Conan and his wary companion, Valeria, travel to a strange city where they soon discover a generations-long civil war is underway. The combatants live only to kill each other, relishing whatever tortures they inflict. As the city’s inhabitants have been whittled down by fighting, powerful Conan and the formidable swordswoman Valeria are able to tilt the scales – but who or what are they really helping?
The city, nameless because its builders have long vanished, is constructed as an endless indoor affair with hallways that serve as streets and skylights and gemstones providing eerie illumination: The whole city is built like one giant palace under one great roof.
It is like some bloated shopping mall before its time, but also a grim take on the world of violence Conan has inhabited since the beginning. Too much carnage, even for him. “Aye, we kept the life in him until he screamed for death as for a bride,” brags a Conan ally about a victim.
Brilliantly developed, with several ingenious twists and a flirtatious camaraderie between Conan and Valeria, “Red Nails” builds and builds. This ersatz-Mesoamerican society is again strikingly different from the world Howard painstakingly created for Conan in his earlier stories, yet this time that uprootedness sharpens a sense of desperation and despair that makes it fitting for Howard’s last Conan tale.

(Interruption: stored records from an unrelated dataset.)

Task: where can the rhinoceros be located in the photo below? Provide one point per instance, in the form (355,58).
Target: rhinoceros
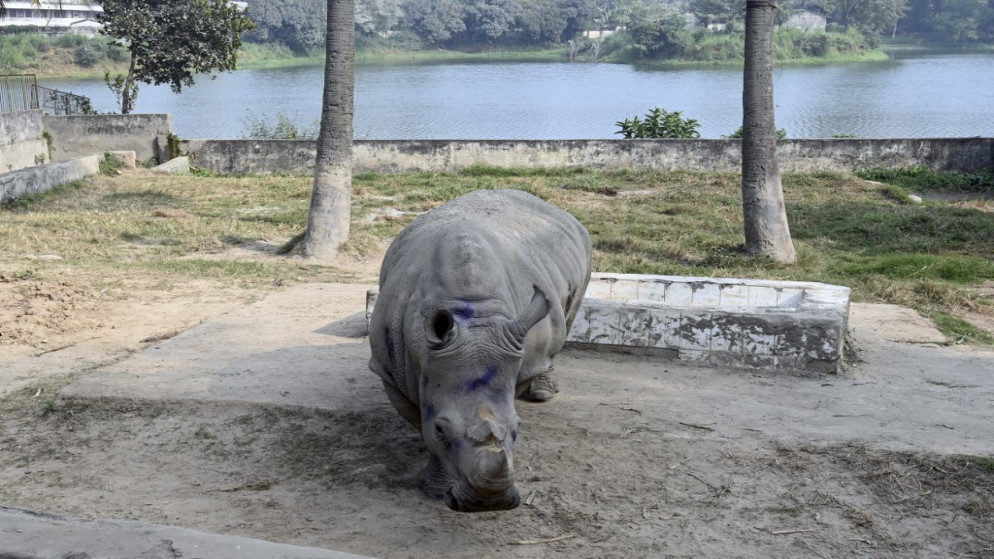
(476,298)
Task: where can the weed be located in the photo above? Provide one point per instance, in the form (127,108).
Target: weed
(923,179)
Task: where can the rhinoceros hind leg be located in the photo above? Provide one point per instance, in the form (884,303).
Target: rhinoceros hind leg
(543,387)
(434,481)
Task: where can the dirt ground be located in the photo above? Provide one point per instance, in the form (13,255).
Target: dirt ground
(632,459)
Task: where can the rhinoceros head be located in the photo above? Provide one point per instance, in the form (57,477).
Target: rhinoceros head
(468,420)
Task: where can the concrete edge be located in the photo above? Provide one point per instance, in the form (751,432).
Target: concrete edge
(28,535)
(175,166)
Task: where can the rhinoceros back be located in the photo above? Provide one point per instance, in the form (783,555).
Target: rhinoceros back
(491,247)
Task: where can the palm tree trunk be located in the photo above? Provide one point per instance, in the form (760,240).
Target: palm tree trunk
(331,198)
(766,230)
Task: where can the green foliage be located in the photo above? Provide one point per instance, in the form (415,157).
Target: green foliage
(171,42)
(284,128)
(962,331)
(659,123)
(88,54)
(19,49)
(781,133)
(666,37)
(923,179)
(109,165)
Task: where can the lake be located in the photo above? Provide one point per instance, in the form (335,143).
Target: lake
(920,95)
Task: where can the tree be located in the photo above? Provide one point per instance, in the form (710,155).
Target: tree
(667,37)
(172,41)
(766,230)
(331,198)
(872,16)
(298,24)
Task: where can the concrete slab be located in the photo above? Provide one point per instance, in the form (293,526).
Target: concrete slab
(894,323)
(298,347)
(306,346)
(29,535)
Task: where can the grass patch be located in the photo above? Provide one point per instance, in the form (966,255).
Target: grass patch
(923,179)
(960,330)
(933,257)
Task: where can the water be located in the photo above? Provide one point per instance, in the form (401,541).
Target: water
(945,95)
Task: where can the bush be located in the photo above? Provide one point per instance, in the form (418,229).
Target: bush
(88,55)
(659,123)
(285,128)
(781,133)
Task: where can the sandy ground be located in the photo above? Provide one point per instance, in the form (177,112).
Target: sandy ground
(253,414)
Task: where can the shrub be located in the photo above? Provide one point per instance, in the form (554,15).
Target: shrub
(781,133)
(87,55)
(659,123)
(285,128)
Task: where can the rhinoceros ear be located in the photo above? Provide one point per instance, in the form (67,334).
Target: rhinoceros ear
(537,309)
(440,328)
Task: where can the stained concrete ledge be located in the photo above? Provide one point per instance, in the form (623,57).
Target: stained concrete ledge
(30,535)
(720,322)
(717,322)
(35,180)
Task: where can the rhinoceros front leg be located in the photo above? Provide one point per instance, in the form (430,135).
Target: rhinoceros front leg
(434,481)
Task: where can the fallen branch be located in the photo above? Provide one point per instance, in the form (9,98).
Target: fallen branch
(60,348)
(696,426)
(550,540)
(788,532)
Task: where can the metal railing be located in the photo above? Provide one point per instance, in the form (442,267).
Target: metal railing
(20,92)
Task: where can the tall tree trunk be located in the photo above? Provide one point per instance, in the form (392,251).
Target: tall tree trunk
(129,91)
(766,230)
(331,198)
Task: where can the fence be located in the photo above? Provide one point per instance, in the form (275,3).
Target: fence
(20,92)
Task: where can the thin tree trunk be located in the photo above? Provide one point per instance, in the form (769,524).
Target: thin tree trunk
(766,230)
(331,198)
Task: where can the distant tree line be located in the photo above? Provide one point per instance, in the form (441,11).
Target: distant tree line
(652,28)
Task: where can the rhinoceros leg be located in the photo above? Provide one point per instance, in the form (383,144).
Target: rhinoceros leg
(434,480)
(542,387)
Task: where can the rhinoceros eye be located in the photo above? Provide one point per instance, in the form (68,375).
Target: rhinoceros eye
(440,328)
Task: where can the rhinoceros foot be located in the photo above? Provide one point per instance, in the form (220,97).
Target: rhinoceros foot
(460,500)
(542,388)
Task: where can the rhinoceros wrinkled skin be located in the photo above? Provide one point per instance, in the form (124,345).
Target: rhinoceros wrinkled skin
(476,297)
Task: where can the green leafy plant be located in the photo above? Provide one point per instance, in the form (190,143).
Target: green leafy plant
(109,165)
(781,134)
(659,123)
(285,128)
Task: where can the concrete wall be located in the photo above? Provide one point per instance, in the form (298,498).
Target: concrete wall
(80,135)
(839,155)
(39,178)
(21,141)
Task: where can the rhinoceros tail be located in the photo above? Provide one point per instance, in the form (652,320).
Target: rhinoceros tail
(536,310)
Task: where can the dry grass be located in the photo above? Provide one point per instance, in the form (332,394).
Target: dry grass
(158,230)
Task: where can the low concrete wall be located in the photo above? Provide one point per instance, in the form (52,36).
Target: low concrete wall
(22,143)
(239,157)
(37,179)
(80,135)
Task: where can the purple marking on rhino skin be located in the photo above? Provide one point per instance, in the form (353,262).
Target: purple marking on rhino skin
(483,381)
(465,312)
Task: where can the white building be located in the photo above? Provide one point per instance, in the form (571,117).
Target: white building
(53,16)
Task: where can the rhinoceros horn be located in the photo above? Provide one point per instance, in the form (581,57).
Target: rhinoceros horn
(440,329)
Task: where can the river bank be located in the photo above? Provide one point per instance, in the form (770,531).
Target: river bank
(80,58)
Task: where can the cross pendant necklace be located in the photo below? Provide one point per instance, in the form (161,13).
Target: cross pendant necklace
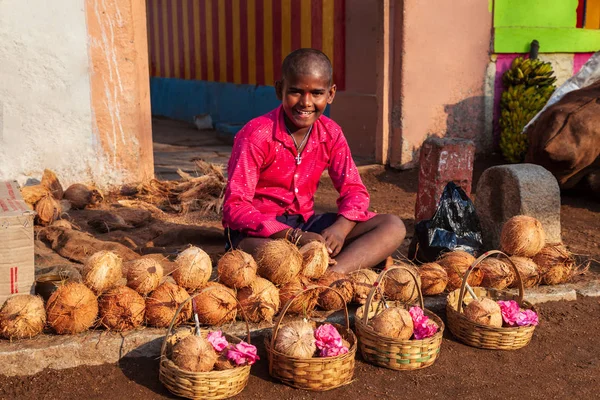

The Conquering Sword Of Conan also includes several earlier drafts of stories featured in this collection, a map of Conan’s world Howard drew himself, and a couple of drafts of an unfinished story, “Wolves Beyond The Border,” which features the same wilderness encountered in “Beyond The Black River” a little later. Conan is mentioned in “Wolves Beyond The Border,” but does not appear.
Finally, nods must be given to Gregory Manchess, whose illustrations suggestive of the work of N. C. Wyeth are terrific in their own unique way, suggesting classic storybooks of old. Everything about this volume demands a different response from that of the Conan we knew before, but Manchess’s work requires the least adjustment to appreciate.